La película de Marc Foster es una pirueta en torno a la existencia y su fugacidad. Explora las líneas
borrosas entre la verdad y la ilusión, líneas que hoy más que nunca -en la época de la informatización
total- son indiscernibles. Foster investiga también la manera harto misteriosa en que damos forma a
nuestra existencia. Uno se pasa la vida calculando y al final lo que sale no tiene mucho que ver con lo
previsto. Como dice un viejo refrán castellano, el hombre hace planes para que Dios sonría.

¿Recuerdan American beauty? Un hombre ha estado dormido durante años y de repente se despierta y se entera de que le queda poco.

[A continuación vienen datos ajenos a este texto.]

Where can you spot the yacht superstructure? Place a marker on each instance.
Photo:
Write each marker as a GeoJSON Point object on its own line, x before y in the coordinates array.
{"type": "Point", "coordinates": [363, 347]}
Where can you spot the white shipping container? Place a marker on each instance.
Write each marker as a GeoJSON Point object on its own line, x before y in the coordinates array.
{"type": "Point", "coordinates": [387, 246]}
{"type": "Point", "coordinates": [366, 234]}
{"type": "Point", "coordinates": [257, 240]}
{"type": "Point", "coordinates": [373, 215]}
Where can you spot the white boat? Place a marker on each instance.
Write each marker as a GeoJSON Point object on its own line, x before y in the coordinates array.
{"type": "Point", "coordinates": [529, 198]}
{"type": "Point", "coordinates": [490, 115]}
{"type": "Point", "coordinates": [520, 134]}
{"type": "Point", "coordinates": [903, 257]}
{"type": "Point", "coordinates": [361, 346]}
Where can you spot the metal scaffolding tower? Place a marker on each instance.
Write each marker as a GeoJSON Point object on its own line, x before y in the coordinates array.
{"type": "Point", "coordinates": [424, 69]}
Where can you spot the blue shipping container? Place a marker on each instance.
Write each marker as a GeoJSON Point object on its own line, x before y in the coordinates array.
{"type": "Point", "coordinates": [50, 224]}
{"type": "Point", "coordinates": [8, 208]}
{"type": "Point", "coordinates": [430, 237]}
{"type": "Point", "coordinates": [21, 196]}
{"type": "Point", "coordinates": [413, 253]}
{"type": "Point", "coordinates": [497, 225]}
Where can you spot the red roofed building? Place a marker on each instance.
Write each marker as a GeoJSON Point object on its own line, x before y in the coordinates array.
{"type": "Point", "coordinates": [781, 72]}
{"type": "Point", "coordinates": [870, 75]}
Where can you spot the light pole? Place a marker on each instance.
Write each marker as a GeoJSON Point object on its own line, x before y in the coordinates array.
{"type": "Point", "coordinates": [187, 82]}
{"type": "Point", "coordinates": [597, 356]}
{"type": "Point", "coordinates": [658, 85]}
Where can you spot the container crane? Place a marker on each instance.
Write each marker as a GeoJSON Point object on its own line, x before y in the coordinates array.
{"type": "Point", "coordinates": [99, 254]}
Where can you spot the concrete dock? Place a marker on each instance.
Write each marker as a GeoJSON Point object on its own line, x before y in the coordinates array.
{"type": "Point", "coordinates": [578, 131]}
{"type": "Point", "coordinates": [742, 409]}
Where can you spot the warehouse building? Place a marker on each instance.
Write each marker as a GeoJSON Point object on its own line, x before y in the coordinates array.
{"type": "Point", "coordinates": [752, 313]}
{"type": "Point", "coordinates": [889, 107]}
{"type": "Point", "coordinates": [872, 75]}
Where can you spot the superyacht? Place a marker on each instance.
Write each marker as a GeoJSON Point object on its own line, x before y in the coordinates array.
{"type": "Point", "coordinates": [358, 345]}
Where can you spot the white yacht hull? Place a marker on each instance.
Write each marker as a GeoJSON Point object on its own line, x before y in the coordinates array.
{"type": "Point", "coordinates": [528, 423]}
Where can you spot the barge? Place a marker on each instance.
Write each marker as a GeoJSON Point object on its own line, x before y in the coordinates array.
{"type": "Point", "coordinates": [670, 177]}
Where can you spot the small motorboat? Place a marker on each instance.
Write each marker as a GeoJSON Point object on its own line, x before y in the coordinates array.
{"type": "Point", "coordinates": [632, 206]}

El tiempo se acaba: una frase un poco estresante que a Foster le gustaría que resonase en nuestros oídos. Es angustiosa, de acuerdo, pero al mismo tiempo es la fuente de cierta sabiduría antigua, pues invita a vivir cada día como si fuera el último. Al fin y al cabo, nadie sabe lo que está escrito, de tal manera que el amor al destino de los estoicos no cambia nada de cara al esfuerzo, sólo en cuanto a su dirección. La meta es, siempre, recuperar un origen ambiguo, reconciliarse con un trauma remoto.